Though that cost $25,000 when the Legislature redistricted a decade ago, Levine thought the price might be lower this time because the county has more data already in hand.
She recommended the redistricting plan be in place by next June, in case voters gain enough signatures on a petition to force it to a November 2014 vote. That would give the county enough time to ensure the boundaries are firmly known during the 2015 campaigns for open Legislature seats.
Levine is part of a Redistricting Oversight Committee appointed by Legislature Chairman Scott Samuelson and composed of Elections Commissioners Rodney Gaebel and Ann Prusinski, County Attorney Sam Yasgur, Acting Planning Commissioner Jill Weyer, legislators Kathy LaBuda and Alan Sorensen, plus Samuelson and Levine.
Sharing a planner
In a return to how it was once done, legislators and Cornell Cooperative Extension (CCE) have agreed to jointly hire an ag planner who would work for both CCE and the county.
Both CCE and the county’s Planning Division recently lost their ag planners and are seeking to rehire.
“We can’t afford it full-time, but it’s really a critical position for CCE,” CCE Executive Director Greg Sandor told legislators.
The salary and hours would be split roughly 50/50, though Sandor said there would be “flexibility” in the planner’s hours in Monticello vs.
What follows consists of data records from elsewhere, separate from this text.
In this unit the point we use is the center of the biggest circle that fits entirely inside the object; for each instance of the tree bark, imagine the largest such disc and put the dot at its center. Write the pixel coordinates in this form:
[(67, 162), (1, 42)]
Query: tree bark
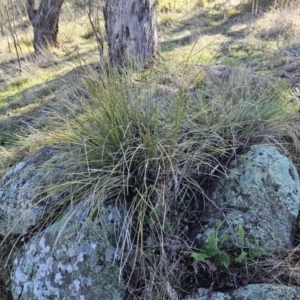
[(45, 23), (131, 31)]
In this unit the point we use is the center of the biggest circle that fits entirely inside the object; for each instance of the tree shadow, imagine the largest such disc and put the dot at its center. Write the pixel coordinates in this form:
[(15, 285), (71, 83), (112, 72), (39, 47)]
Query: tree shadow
[(209, 24)]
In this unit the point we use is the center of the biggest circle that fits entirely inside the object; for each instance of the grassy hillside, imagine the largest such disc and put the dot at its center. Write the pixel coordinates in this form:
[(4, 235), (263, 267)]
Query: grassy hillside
[(226, 77)]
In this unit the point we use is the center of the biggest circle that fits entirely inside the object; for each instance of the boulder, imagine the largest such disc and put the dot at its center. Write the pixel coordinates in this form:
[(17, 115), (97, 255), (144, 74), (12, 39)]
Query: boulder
[(252, 292), (70, 260), (24, 199), (258, 202)]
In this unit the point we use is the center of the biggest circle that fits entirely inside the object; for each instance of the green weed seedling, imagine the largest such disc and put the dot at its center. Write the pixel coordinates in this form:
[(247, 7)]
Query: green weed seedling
[(212, 249)]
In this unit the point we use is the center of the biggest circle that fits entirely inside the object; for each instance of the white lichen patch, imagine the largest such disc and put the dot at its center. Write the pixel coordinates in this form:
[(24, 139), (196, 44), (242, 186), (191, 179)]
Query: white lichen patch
[(42, 270)]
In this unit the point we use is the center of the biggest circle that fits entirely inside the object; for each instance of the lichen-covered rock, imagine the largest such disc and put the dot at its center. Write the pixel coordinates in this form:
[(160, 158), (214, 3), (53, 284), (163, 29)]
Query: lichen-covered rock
[(23, 197), (68, 261), (252, 292), (259, 199)]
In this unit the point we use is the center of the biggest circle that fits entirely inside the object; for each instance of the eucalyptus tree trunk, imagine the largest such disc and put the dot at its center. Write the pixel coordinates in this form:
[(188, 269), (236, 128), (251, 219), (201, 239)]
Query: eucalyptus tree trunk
[(131, 31), (45, 23)]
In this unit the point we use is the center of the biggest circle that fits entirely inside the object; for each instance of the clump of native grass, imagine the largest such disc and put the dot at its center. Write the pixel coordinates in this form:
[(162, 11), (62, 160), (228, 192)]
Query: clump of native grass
[(151, 155)]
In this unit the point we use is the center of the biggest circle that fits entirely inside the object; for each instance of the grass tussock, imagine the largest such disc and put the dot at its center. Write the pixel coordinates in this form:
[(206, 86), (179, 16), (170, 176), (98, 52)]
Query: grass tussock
[(151, 154)]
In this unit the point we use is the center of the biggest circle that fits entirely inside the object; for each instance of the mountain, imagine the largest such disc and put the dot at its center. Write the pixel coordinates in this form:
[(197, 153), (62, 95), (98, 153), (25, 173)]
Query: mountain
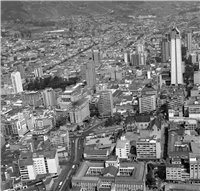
[(59, 10)]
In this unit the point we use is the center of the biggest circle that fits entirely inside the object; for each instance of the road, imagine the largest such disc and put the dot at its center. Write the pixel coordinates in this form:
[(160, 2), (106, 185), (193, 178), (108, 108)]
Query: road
[(75, 159)]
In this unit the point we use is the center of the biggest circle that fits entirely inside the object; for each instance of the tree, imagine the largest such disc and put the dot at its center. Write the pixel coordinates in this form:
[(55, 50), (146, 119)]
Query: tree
[(150, 181), (198, 130)]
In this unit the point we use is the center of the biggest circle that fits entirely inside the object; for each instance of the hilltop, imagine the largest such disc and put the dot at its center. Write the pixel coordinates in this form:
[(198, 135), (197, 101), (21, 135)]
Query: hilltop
[(59, 10)]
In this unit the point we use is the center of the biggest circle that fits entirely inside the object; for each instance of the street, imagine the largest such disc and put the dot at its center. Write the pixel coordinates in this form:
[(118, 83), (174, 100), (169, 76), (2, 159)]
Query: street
[(77, 148)]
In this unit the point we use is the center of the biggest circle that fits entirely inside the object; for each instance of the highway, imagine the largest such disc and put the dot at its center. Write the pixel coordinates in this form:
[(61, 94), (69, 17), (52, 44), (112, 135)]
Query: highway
[(77, 147)]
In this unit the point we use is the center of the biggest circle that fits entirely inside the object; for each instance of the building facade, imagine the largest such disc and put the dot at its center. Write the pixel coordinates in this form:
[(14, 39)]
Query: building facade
[(16, 82), (176, 58), (105, 104)]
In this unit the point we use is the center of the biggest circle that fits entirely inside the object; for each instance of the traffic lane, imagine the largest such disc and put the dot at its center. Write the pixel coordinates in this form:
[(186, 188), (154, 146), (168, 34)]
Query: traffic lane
[(67, 181), (61, 177)]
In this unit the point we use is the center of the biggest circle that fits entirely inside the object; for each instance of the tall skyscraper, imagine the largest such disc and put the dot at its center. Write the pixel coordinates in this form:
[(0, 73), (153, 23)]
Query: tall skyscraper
[(134, 57), (94, 55), (49, 97), (105, 104), (165, 50), (126, 57), (89, 69), (38, 72), (176, 58), (20, 68), (16, 82), (189, 41)]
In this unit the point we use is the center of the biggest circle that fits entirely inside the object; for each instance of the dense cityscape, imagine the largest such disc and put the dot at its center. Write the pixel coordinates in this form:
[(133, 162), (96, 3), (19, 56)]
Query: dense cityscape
[(97, 103)]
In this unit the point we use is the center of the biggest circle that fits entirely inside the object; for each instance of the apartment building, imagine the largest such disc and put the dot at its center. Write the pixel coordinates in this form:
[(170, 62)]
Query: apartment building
[(194, 160), (193, 107), (46, 162), (147, 103), (40, 162), (189, 123), (105, 104), (32, 98), (79, 111), (59, 138), (123, 148), (148, 148), (113, 176), (26, 167)]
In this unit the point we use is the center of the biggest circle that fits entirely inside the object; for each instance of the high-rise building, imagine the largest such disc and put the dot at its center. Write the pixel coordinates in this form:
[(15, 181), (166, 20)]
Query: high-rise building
[(147, 103), (126, 57), (140, 48), (189, 41), (20, 68), (38, 72), (176, 58), (134, 59), (148, 149), (123, 148), (165, 50), (89, 69), (16, 82), (94, 55), (105, 104), (49, 97), (142, 58), (79, 111), (197, 77)]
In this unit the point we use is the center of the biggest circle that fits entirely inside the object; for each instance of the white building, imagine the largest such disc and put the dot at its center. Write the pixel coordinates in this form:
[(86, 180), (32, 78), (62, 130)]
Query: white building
[(46, 162), (38, 72), (79, 111), (16, 82), (197, 77), (26, 167), (148, 149), (49, 97), (105, 104), (176, 58), (147, 103), (123, 148)]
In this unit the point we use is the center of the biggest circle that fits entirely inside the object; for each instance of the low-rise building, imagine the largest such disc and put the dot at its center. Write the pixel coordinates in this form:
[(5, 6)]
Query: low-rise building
[(113, 176)]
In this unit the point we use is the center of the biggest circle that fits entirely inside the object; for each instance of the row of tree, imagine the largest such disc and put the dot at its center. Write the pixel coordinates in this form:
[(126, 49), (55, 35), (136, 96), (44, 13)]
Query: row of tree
[(50, 82)]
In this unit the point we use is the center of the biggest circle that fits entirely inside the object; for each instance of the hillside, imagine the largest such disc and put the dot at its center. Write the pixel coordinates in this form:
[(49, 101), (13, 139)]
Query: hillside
[(59, 10)]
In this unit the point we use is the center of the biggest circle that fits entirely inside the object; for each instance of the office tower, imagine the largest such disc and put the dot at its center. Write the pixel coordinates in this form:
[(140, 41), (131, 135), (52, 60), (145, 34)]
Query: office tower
[(194, 160), (20, 68), (123, 148), (89, 69), (134, 59), (94, 55), (148, 74), (197, 77), (126, 57), (189, 41), (16, 82), (165, 50), (148, 148), (38, 72), (49, 98), (142, 58), (79, 111), (2, 140), (140, 48), (147, 103), (193, 58), (176, 58), (105, 104)]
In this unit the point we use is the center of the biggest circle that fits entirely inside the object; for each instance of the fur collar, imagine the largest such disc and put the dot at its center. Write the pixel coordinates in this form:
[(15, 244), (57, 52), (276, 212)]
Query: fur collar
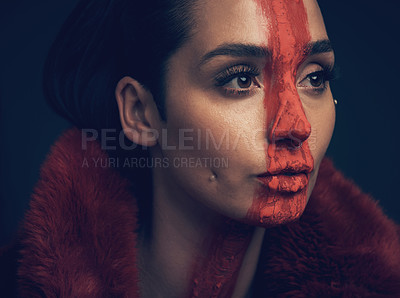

Liberty (and the health and retirement benefits would be paid solely by CCE).
The county’s first ag planner, Rick Bishop, was employed this way, recalled Legislator Alan Sorensen, then the Planning commissioner.
“It worked really well,” he noted.
But legislators want to ensure the second time’s the charm, only agreeing to a six-month “trial period.”
“I do have reservations about this,” said Legislator Cindy Gieger, noting the different missions of CCE and the county’s Planning Division.
Still, Sandor and legislators like Jonathan Rouis felt the synergy could be advantageous.
“I think we have to send a message that we’re putting the link back together,” said Rouis, who predicted the pairing “will pay big dividends.”
All nine legislators agreed to the position’s creation, paving the way for officials to hammer out a formal contract and job description, then hire someone.
Legislator Cora Edwards, however, wanted specific “deliverables” spelled out, detailing the expectations of the job-holder.
Planning adding ‘half-position’
As a result of sharing the ag planner with Cornell Cooperative Extension, the county’s Planning Division is hiring an additional full-time planner.
Since the county only has to pay for half the ag planner’s salary (and nothing for the benefits), legislators agreed last Thursday to create a new planner position.
Utilizing the money saved from the shared ag planner position, the county will only have to find funds for half the planner position’s $75,000 cost (salary and benefits).
The money is already in the budget, since the Planning Division remains without a permanent commissioner.
“What are we doing about filling that position?” wondered Legislator Kitty Vetter of the vacant leadership post.
Personnel Officer Carolyn Hill replied that she, Acting County Manager Josh Potosek and Legislator Alan Sorensen are working on a job description.
College gets $4M
Also that Thursday, legislators unanimously approved the county’s usual $4 million contribution to SUNY Sullivan’s budget, which this year totals just under $17 million.
A public hearing on that contribution an hour before the vote produced no comments.